Research Project: Elucidating Mechanisms of Pyrethroid Resistance in Stable Flies

Location: Livestock Arthropod Pest Research Unit

Project Number: 3094-32000-041-012-S
Project Type: Non-Assistance Cooperative Agreement

Start Date: Jul 1, 2021
End Date: Jun 30, 2025

Objective:
The overall objectives of this project are to 1) evaluate levels of pyrethroid resistance in stable flies from geographically separated production facilities with different commodity focus in Texas, and 2) assess the role, if any, of metabolic pyrethroid resistance in the stable fly.

Approach:
Selection for Pyrethroid Resistant Lines.

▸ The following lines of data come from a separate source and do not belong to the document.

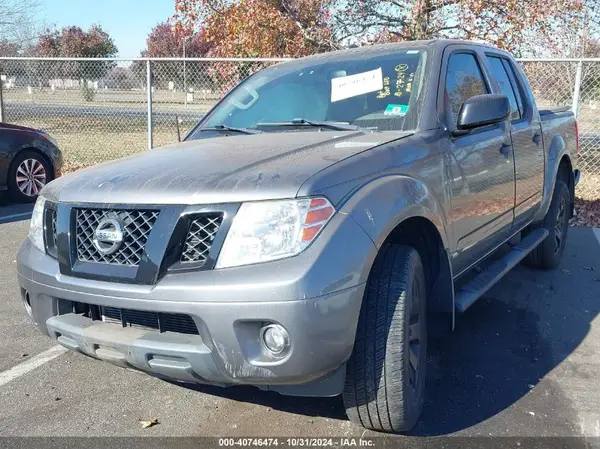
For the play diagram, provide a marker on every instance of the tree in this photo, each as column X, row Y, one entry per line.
column 73, row 42
column 508, row 24
column 259, row 28
column 167, row 41
column 256, row 28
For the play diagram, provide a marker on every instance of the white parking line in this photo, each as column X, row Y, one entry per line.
column 22, row 215
column 31, row 364
column 597, row 233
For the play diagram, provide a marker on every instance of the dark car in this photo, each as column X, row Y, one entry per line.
column 29, row 159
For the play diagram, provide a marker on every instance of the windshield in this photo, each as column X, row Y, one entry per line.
column 381, row 92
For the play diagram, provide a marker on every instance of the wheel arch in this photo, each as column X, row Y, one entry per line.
column 33, row 149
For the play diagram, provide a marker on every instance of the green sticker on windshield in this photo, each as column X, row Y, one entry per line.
column 396, row 109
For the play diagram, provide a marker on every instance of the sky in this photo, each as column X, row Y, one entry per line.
column 127, row 21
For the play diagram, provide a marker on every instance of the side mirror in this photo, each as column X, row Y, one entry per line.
column 482, row 110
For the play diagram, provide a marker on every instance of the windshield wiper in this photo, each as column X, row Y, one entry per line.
column 338, row 126
column 231, row 128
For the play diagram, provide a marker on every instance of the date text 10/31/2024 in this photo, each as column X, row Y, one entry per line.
column 296, row 442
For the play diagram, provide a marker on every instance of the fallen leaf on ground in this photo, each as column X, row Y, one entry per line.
column 148, row 422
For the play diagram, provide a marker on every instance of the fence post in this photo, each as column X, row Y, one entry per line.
column 1, row 100
column 577, row 88
column 149, row 100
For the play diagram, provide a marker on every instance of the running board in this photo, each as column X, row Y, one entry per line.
column 485, row 280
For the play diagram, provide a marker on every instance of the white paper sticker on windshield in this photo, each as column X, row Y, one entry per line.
column 353, row 85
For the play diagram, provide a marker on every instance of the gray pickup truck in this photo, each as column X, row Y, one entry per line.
column 313, row 230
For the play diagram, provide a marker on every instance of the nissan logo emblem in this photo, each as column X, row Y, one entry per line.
column 108, row 236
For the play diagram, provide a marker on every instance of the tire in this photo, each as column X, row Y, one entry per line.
column 28, row 173
column 548, row 254
column 383, row 391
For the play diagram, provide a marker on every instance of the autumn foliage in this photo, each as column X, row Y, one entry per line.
column 252, row 28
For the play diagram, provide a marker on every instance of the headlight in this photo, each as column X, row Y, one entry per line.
column 271, row 230
column 36, row 226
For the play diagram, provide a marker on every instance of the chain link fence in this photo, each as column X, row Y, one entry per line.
column 101, row 109
column 573, row 83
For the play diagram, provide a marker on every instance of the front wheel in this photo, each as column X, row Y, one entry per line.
column 28, row 173
column 548, row 254
column 385, row 376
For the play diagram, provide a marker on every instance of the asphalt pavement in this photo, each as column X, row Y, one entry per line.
column 523, row 361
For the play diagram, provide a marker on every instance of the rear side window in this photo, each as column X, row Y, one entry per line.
column 463, row 81
column 501, row 76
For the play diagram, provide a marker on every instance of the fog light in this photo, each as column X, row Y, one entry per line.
column 275, row 338
column 27, row 302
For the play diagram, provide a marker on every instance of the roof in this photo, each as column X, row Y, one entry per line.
column 380, row 49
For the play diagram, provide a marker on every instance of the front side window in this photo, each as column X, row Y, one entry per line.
column 501, row 76
column 463, row 81
column 379, row 92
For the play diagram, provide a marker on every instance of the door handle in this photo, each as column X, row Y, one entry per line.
column 505, row 149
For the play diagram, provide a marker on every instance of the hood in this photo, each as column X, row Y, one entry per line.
column 216, row 170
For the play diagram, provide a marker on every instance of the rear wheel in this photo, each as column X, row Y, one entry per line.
column 385, row 376
column 548, row 254
column 28, row 173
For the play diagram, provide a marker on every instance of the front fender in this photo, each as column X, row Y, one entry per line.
column 379, row 206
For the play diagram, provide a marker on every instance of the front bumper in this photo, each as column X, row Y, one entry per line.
column 228, row 317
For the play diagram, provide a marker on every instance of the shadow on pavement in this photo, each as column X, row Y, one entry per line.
column 502, row 347
column 11, row 212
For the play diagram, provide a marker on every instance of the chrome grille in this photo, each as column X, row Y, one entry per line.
column 51, row 245
column 163, row 322
column 137, row 225
column 203, row 230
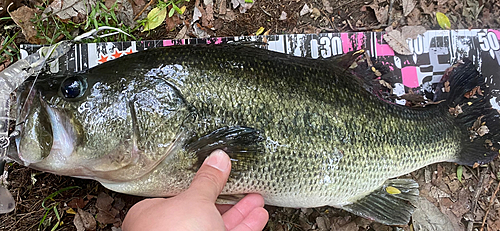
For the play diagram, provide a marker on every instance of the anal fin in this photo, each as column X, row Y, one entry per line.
column 391, row 204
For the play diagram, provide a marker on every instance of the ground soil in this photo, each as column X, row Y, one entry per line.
column 465, row 203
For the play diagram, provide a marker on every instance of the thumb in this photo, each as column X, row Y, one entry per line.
column 211, row 177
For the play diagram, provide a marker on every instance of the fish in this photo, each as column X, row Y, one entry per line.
column 301, row 132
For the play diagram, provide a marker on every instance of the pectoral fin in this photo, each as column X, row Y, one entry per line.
column 229, row 199
column 239, row 142
column 390, row 204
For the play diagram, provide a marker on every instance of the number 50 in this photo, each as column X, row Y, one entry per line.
column 488, row 41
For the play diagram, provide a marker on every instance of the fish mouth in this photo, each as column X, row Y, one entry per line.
column 43, row 132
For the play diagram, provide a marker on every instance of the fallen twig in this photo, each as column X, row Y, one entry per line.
column 390, row 12
column 143, row 9
column 489, row 206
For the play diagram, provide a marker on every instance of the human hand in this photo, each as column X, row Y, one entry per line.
column 195, row 209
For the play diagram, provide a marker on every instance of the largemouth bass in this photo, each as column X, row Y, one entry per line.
column 300, row 132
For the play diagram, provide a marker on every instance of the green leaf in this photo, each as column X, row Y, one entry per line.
column 171, row 12
column 460, row 171
column 259, row 31
column 443, row 21
column 155, row 18
column 176, row 9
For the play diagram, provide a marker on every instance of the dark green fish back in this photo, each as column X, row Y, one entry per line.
column 320, row 137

Multiple field collections of stable flies from Texas will be established and pressured with permethrin or deltamethrin over successive generations to select for survivors that display increased resistance to these pyrethroids. A previous permethrin selection regimen was used in Cooperator's laboratory, resulting in selection for a stable fly line exhibiting 15-fold resistance relative to the susceptible strain and a comparable or higher level of resistance will be the goal for this study. A subset of adult survivors and non-survivors (dead) at each generation will be snap frozen in liquid nitrogen and stored at -80 °C until processing. Synergist Bioassay. Upon development of the resistant line(s), bioassays will be completed with either permethrin or deltamethrin in combination with synergists that inhibit esterases (triphenyl phosphate, TPP), cytochrome P450 monooxygenases (piperonyl butoxide; PBO), and glutathione-S-transferases (diethyl maleate, DEM) to evaluate the role of metabolic detoxification, if any, in the resistant phenotype. A reduction of the resistance factor in the presence of the synergist will broadly indicate the metabolic pathway that may contribute to the observed resistance. Differential Expression of Metabolic Detoxification Pathway Genes. An RNAseq approach will be used to identify differentially expressed genes between resistant and susceptible flies, with a focus on genes annotated from the esterase, cytP450, and GST gene families. Vssc Screening. Phenotypic pyrethroid resistance can be simultaneously conferred by mutations in Vssc and modified expression of metabolic detoxification pathway genes. cDNAs will be synthesized from survivors/non-survivors, and the full-length coding sequence for Vssc will be isolated to evaluate whether additional polymorphisms that associate with increased resistance may be present at each generation of selection pressure.